The App Implementer must perform the following tasks:
- Implement the most restrictive application security settings consistent with operational requirements, including authentication configuration, session management, and data protection settings within the Mendix application.
- Test the Mendix application in the hardened environment to verify that it operates correctly with all security configuration settings applied, identifying and resolving any compatibility issues.
- Document all application-level configuration settings and any deviations from the established baselines for Customer review and approval.
Infra Operator
The Infra Operator is responsible for ensuring continued infrastructure configuration compliance as infrastructure components are updated and Customer requirements evolve over time.
The Infra Operator must perform the following tasks:
- Implement automated configuration monitoring to detect deviations from established security baselines across all infrastructure components.
- Ensure all changes to infrastructure configuration settings follow the organization's change control process and are documented, approved, and tracked.

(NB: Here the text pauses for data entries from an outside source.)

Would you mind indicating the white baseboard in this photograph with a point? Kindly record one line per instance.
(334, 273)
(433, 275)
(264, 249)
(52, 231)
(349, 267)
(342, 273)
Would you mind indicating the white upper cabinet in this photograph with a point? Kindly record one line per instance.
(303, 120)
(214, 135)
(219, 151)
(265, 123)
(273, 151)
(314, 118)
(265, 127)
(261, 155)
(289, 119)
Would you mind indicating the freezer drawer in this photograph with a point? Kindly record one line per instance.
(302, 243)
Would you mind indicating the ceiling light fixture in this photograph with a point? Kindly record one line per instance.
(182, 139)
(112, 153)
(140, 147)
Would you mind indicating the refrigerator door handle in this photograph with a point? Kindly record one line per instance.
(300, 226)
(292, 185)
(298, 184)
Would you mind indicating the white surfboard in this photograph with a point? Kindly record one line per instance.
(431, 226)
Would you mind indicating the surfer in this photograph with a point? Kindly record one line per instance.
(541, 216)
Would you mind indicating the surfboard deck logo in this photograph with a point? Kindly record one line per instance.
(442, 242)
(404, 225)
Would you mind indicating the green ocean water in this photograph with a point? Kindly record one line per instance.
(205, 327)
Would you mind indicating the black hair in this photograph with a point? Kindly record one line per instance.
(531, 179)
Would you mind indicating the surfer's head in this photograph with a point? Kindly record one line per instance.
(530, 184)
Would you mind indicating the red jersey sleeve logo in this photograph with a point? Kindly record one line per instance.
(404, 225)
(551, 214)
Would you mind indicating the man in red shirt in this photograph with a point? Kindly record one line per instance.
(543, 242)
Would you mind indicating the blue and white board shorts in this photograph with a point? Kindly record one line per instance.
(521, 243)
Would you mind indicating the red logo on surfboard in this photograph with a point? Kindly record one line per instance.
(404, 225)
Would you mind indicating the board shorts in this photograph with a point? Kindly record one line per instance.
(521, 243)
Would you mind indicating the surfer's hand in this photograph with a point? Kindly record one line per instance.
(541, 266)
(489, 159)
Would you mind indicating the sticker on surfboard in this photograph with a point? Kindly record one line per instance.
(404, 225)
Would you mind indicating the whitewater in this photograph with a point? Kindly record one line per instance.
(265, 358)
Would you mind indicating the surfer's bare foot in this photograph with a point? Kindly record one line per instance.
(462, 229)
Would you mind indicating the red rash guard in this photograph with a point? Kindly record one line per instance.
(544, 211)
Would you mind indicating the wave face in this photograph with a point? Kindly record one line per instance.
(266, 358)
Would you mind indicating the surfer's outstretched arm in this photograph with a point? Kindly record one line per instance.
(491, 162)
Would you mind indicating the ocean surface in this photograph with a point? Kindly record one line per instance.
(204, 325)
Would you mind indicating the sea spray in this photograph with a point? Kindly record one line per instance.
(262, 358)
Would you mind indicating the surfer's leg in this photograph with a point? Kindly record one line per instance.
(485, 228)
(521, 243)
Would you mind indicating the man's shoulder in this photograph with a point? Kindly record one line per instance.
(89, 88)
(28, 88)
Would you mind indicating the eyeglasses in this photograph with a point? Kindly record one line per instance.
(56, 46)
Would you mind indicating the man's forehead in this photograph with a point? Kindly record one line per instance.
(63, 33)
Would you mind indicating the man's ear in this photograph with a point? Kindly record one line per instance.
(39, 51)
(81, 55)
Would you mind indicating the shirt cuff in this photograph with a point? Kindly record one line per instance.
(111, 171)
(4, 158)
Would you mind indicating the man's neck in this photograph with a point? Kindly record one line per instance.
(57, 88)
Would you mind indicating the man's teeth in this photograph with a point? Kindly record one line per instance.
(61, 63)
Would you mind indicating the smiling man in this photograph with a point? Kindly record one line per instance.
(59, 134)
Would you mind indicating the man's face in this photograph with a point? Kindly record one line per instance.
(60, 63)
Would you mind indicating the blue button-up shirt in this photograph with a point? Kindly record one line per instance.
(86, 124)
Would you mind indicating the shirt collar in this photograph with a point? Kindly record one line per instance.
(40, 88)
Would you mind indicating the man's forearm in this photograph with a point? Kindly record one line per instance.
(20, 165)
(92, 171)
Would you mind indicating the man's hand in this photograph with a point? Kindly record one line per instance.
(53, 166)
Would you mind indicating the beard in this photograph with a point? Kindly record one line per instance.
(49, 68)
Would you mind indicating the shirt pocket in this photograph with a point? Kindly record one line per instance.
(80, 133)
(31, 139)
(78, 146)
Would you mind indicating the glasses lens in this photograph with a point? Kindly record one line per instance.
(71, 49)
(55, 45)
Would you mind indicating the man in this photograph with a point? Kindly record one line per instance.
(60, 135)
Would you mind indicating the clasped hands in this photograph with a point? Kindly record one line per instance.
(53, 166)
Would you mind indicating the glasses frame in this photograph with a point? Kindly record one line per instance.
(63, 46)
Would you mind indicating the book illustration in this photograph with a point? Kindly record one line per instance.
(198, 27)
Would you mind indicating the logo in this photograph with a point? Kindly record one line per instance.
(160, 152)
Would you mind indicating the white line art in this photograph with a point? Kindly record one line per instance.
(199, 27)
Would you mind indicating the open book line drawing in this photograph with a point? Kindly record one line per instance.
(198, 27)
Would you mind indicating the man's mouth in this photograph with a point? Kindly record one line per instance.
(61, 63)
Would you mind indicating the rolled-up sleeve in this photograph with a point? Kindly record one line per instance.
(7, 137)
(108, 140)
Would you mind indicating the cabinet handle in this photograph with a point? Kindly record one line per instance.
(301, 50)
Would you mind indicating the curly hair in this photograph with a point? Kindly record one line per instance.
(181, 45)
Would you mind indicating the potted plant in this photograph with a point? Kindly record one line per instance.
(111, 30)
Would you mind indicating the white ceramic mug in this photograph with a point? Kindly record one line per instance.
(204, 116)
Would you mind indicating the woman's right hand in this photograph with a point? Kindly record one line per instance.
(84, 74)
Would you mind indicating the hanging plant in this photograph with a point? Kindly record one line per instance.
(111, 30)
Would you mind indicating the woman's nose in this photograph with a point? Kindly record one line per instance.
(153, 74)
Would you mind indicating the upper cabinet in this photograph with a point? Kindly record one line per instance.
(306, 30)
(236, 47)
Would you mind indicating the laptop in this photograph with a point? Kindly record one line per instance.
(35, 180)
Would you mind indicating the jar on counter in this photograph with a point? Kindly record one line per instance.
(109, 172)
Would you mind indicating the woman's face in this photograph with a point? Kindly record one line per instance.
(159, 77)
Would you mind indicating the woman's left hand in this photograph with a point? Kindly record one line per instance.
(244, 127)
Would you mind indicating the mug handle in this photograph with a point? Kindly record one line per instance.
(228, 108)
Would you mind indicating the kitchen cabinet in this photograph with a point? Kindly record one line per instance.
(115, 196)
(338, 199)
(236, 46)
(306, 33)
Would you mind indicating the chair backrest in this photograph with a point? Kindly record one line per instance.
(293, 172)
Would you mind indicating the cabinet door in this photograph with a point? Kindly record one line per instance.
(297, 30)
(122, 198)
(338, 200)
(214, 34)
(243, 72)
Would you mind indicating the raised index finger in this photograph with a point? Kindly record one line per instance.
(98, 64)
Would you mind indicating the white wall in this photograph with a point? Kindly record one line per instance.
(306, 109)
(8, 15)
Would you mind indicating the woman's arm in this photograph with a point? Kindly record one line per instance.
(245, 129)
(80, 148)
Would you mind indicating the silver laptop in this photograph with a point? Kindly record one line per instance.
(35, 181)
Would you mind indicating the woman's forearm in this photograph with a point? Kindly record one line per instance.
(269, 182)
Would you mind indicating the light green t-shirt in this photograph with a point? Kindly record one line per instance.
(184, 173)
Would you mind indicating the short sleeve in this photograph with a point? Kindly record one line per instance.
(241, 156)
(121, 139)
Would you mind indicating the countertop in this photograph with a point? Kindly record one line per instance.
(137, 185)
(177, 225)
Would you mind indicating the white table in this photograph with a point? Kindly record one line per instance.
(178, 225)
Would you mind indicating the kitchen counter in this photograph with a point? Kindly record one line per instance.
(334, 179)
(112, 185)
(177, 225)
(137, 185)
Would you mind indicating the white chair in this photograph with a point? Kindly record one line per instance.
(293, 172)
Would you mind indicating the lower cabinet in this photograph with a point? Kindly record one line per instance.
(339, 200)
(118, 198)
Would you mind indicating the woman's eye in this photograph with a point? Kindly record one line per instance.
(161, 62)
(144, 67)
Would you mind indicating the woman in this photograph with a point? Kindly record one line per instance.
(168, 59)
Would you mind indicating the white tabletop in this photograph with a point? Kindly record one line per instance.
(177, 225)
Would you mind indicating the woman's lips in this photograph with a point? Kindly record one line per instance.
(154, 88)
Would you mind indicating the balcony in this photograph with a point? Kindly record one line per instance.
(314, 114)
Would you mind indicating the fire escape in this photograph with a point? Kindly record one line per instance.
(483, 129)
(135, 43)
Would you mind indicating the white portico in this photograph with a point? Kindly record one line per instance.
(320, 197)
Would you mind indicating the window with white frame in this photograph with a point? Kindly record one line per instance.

- Provide regular configuration compliance reports to the customer, including any deviations detected and remediation actions taken.
App Operator
The App Operator is responsible for ensuring continued application configuration compliance as the Mendix application evolves and customer requirements change.
The App Operator must perform the following tasks:
- Implement monitoring to detect deviations from established application security configuration settings and alert on unauthorized changes.
- Ensure all changes to application configuration settings follow the organization's change control process and are approved before implementation.
- Provide regular application configuration compliance reports to the customer, including any deviations detected and remediation actions taken.